Ces résultats confirment un niveau de menace historiquement élevé. Si l’activité des rançongiciels recule par rapport à l’an dernier, en raison d’une campagne exceptionnellement importante observée début 2025, le volume global d’attaques est proche des records, porté par la persistance d’attaques automatisées, l’expansion rapide des infrastructures numériques et une exposition accrue des données, conséquence de l’usage généralisé des outils d’IA générative.

Les résultats de février confirment que le risque cyber n’est plus épisodique : il est devenu continu. L'utilisation non maîtrisée de l’IA générative continue de générer de nouveaux risques d’exposition des données. Une approche « prevention‑first », avec une protection en temps réel pilotée par l’IA, reste la manière la plus efficace de stopper les attaques avant qu’elles ne causent des dommages opérationnels ou financiers, selon les données de Check Point Research.

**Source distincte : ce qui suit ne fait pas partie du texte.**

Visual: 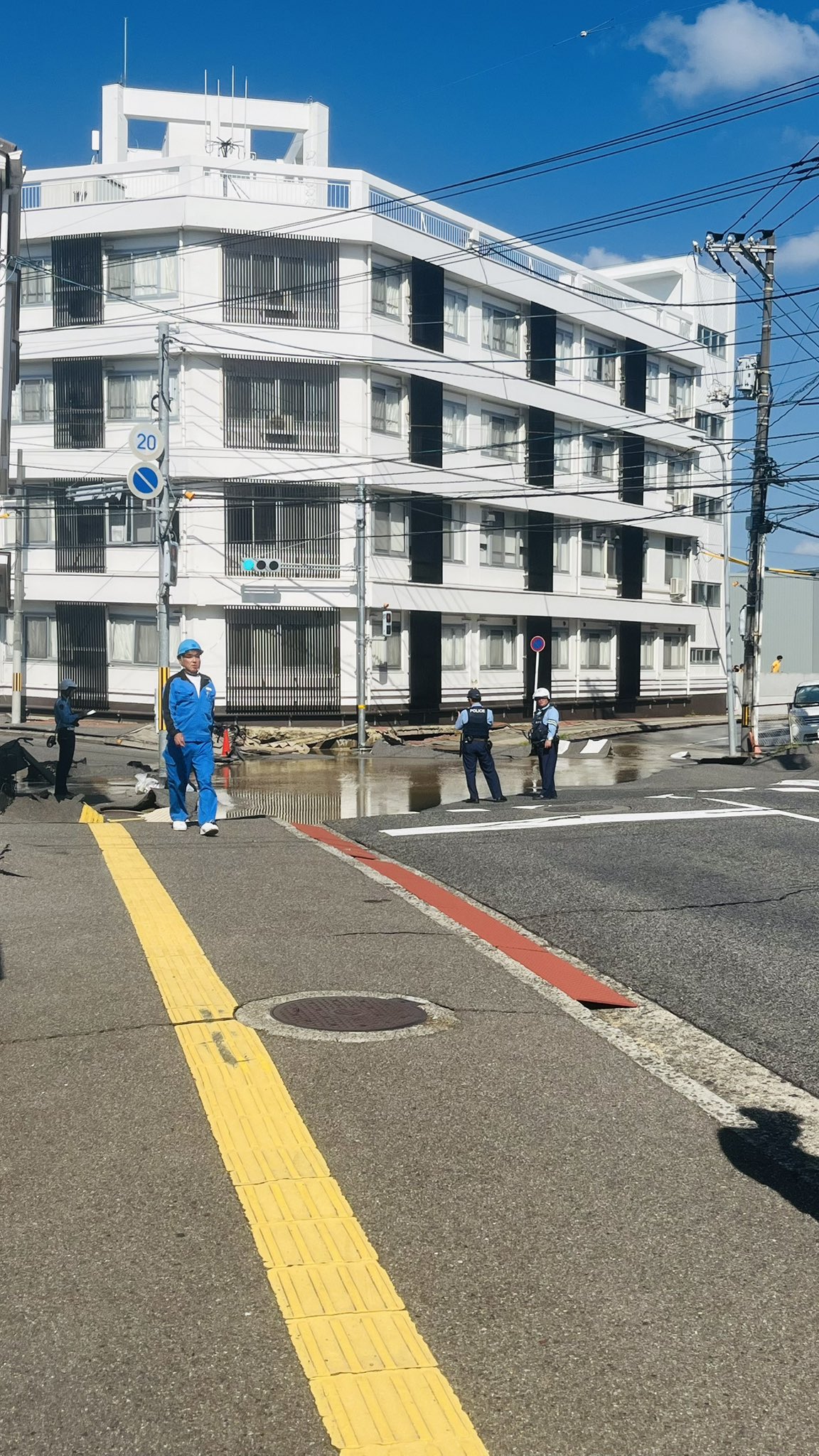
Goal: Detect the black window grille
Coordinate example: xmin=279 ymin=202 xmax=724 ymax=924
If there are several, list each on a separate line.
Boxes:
xmin=225 ymin=358 xmax=338 ymax=453
xmin=54 ymin=601 xmax=108 ymax=712
xmin=54 ymin=481 xmax=105 ymax=567
xmin=619 ymin=435 xmax=646 ymax=505
xmin=622 ymin=339 xmax=647 ymax=414
xmin=410 ymin=374 xmax=443 ymax=471
xmin=222 ymin=233 xmax=338 ymax=329
xmin=51 ymin=235 xmax=104 ymax=329
xmin=225 ymin=481 xmax=341 ymax=579
xmin=526 ymin=405 xmax=555 ymax=491
xmin=528 ymin=303 xmax=557 ymax=385
xmin=53 ymin=358 xmax=105 ymax=450
xmin=410 ymin=257 xmax=443 ymax=354
xmin=225 ymin=607 xmax=341 ymax=718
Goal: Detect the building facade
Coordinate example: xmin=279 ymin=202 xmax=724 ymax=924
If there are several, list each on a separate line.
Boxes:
xmin=0 ymin=86 xmax=734 ymax=721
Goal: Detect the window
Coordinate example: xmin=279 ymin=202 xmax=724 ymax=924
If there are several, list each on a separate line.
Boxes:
xmin=663 ymin=632 xmax=688 ymax=671
xmin=643 ymin=450 xmax=660 ymax=491
xmin=694 ymin=495 xmax=723 ymax=521
xmin=108 ymin=616 xmax=159 ymax=667
xmin=482 ymin=303 xmax=520 ymax=358
xmin=373 ymin=501 xmax=407 ymax=556
xmin=669 ymin=368 xmax=692 ymax=415
xmin=26 ymin=491 xmax=54 ymax=546
xmin=25 ymin=614 xmax=57 ymax=663
xmin=108 ymin=247 xmax=179 ymax=299
xmin=555 ymin=329 xmax=574 ymax=374
xmin=481 ymin=510 xmax=523 ymax=567
xmin=440 ymin=621 xmax=466 ymax=673
xmin=580 ymin=525 xmax=618 ymax=577
xmin=21 ymin=257 xmax=51 ymax=307
xmin=694 ymin=409 xmax=726 ymax=439
xmin=697 ymin=323 xmax=726 ymax=360
xmin=11 ymin=377 xmax=54 ymax=425
xmin=108 ymin=495 xmax=156 ymax=547
xmin=666 ymin=536 xmax=688 ymax=587
xmin=586 ymin=435 xmax=616 ymax=481
xmin=552 ymin=525 xmax=572 ymax=571
xmin=443 ymin=289 xmax=469 ymax=339
xmin=373 ymin=264 xmax=402 ymax=319
xmin=481 ymin=621 xmax=518 ymax=671
xmin=668 ymin=456 xmax=691 ymax=493
xmin=372 ymin=611 xmax=401 ymax=670
xmin=555 ymin=429 xmax=573 ymax=475
xmin=443 ymin=501 xmax=466 ymax=560
xmin=370 ymin=385 xmax=401 ymax=435
xmin=443 ymin=399 xmax=466 ymax=450
xmin=552 ymin=628 xmax=568 ymax=667
xmin=580 ymin=628 xmax=612 ymax=668
xmin=586 ymin=339 xmax=616 ymax=386
xmin=481 ymin=409 xmax=520 ymax=460
xmin=691 ymin=581 xmax=720 ymax=607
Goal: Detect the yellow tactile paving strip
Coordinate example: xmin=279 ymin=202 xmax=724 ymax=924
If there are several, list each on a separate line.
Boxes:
xmin=89 ymin=821 xmax=488 ymax=1456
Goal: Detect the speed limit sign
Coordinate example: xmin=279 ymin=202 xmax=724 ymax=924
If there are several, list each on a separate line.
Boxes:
xmin=128 ymin=425 xmax=165 ymax=460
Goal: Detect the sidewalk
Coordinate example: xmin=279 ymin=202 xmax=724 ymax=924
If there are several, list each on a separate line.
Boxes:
xmin=0 ymin=818 xmax=819 ymax=1456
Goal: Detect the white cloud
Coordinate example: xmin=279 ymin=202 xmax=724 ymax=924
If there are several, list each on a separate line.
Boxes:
xmin=640 ymin=0 xmax=819 ymax=102
xmin=777 ymin=229 xmax=819 ymax=269
xmin=580 ymin=246 xmax=628 ymax=268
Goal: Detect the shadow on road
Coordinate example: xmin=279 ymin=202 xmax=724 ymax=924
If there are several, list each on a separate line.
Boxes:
xmin=717 ymin=1106 xmax=819 ymax=1221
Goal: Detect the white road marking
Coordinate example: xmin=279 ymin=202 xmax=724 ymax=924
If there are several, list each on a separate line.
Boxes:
xmin=702 ymin=799 xmax=819 ymax=828
xmin=577 ymin=738 xmax=609 ymax=753
xmin=771 ymin=783 xmax=819 ymax=793
xmin=379 ymin=799 xmax=775 ymax=839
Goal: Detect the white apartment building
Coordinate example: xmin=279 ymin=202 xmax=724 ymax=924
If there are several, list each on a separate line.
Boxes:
xmin=0 ymin=86 xmax=734 ymax=721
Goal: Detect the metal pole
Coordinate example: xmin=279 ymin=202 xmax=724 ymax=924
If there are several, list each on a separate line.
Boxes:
xmin=11 ymin=450 xmax=25 ymax=728
xmin=355 ymin=475 xmax=368 ymax=749
xmin=711 ymin=439 xmax=739 ymax=759
xmin=742 ymin=233 xmax=777 ymax=754
xmin=156 ymin=322 xmax=172 ymax=766
xmin=0 ymin=140 xmax=25 ymax=727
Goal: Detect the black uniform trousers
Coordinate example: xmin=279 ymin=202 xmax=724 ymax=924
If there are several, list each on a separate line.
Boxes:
xmin=535 ymin=742 xmax=557 ymax=799
xmin=464 ymin=738 xmax=503 ymax=799
xmin=54 ymin=728 xmax=77 ymax=798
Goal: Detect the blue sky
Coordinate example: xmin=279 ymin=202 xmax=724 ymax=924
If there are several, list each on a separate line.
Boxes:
xmin=0 ymin=0 xmax=819 ymax=567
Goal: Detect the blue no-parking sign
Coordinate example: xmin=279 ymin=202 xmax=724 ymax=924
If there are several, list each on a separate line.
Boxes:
xmin=128 ymin=461 xmax=165 ymax=501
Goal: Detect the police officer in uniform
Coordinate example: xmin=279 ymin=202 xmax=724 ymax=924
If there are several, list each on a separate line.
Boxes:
xmin=455 ymin=687 xmax=505 ymax=803
xmin=532 ymin=687 xmax=560 ymax=799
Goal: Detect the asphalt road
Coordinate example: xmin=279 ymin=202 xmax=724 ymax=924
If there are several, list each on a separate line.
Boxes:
xmin=338 ymin=751 xmax=819 ymax=1093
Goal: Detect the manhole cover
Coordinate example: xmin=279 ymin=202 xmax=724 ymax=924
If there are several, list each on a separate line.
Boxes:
xmin=269 ymin=996 xmax=427 ymax=1031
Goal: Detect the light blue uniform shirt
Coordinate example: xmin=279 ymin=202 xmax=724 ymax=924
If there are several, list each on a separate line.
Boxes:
xmin=455 ymin=703 xmax=496 ymax=728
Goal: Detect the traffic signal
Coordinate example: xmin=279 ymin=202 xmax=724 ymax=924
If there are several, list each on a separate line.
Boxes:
xmin=242 ymin=556 xmax=282 ymax=571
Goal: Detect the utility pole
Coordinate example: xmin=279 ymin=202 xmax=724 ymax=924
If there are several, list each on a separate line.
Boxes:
xmin=705 ymin=232 xmax=777 ymax=754
xmin=156 ymin=321 xmax=173 ymax=767
xmin=0 ymin=139 xmax=23 ymax=727
xmin=355 ymin=475 xmax=368 ymax=750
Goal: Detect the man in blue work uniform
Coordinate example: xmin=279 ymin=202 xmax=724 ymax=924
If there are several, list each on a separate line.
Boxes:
xmin=455 ymin=687 xmax=505 ymax=803
xmin=162 ymin=638 xmax=218 ymax=835
xmin=54 ymin=677 xmax=83 ymax=799
xmin=532 ymin=687 xmax=560 ymax=799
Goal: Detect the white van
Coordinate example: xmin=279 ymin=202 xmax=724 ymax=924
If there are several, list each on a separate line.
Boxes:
xmin=788 ymin=681 xmax=819 ymax=742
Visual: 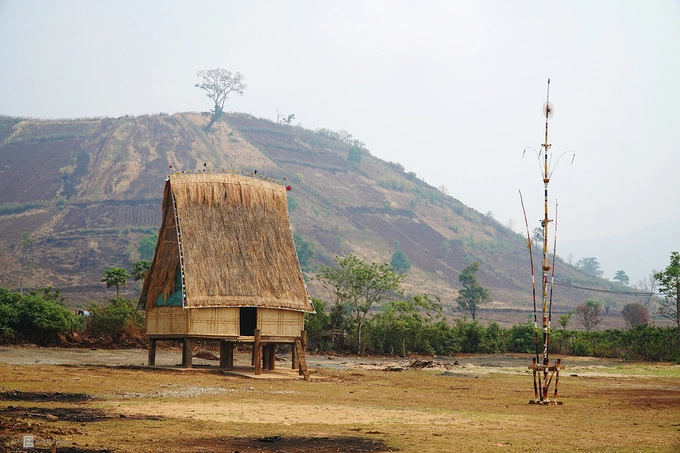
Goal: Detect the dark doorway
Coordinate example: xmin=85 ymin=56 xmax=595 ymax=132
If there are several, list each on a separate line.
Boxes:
xmin=240 ymin=307 xmax=257 ymax=337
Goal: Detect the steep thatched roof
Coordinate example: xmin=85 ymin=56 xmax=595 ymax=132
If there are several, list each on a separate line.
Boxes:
xmin=140 ymin=173 xmax=313 ymax=311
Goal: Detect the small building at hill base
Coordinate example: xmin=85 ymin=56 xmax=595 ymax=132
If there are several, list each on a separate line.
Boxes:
xmin=138 ymin=172 xmax=314 ymax=374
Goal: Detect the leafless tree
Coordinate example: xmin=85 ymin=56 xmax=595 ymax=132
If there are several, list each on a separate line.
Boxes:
xmin=196 ymin=68 xmax=248 ymax=132
xmin=576 ymin=299 xmax=602 ymax=332
xmin=621 ymin=302 xmax=649 ymax=327
xmin=636 ymin=271 xmax=658 ymax=308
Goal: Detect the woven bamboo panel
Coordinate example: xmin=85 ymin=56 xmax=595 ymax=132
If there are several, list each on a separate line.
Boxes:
xmin=146 ymin=307 xmax=188 ymax=335
xmin=185 ymin=307 xmax=239 ymax=336
xmin=257 ymin=308 xmax=305 ymax=337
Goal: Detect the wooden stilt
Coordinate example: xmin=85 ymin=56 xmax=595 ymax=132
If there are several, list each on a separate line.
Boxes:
xmin=253 ymin=329 xmax=262 ymax=376
xmin=149 ymin=338 xmax=156 ymax=366
xmin=220 ymin=340 xmax=234 ymax=370
xmin=295 ymin=338 xmax=310 ymax=381
xmin=290 ymin=343 xmax=298 ymax=370
xmin=267 ymin=344 xmax=276 ymax=371
xmin=182 ymin=338 xmax=194 ymax=368
xmin=262 ymin=344 xmax=270 ymax=370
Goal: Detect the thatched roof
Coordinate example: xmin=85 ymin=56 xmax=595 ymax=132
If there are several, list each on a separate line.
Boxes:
xmin=140 ymin=173 xmax=313 ymax=311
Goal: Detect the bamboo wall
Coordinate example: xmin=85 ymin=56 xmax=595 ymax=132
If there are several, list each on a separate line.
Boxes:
xmin=146 ymin=307 xmax=304 ymax=338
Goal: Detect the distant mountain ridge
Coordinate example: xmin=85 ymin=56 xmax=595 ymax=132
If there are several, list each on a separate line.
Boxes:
xmin=0 ymin=113 xmax=628 ymax=320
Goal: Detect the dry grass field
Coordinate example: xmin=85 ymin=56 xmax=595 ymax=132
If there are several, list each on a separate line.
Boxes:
xmin=0 ymin=348 xmax=680 ymax=453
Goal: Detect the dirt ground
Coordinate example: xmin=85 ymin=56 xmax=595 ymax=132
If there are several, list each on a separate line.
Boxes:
xmin=0 ymin=347 xmax=680 ymax=453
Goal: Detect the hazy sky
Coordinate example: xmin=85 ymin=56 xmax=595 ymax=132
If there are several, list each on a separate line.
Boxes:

L’IA générative agit comme un amplificateur des risques d’exfiltration. En février, 1 prompt sur 31 émis depuis des réseaux d’entreprise présentait un risque élevé d’exposition de données sensibles, touchant 88 % des organisations utilisant régulièrement ces outils. Par ailleurs, 16 % des prompts contenaient des informations potentiellement sensibles.

Les volumes d’attaques se concentrent dans les économies à forte numérisation. À l’échelle mondiale, l’éducation demeure le secteur le plus ciblé, devant le secteur public/gouvernemental et les télécommunications. Au Brésil, le secteur public arrive en tête, suivi des services financiers ; l’éducation occupe la troisième place.

En synthèse, la pression cyber reste diffuse, soutenue et multiforme. Face à l’automatisation des attaques, la densification des surfaces numériques et aux nouveaux risques induits par l’IA générative, la priorité doit rester à la prévention et à la détection‑réponse en temps réel, renforcées par l’IA, afin de limiter les impacts opérationnels et financiers.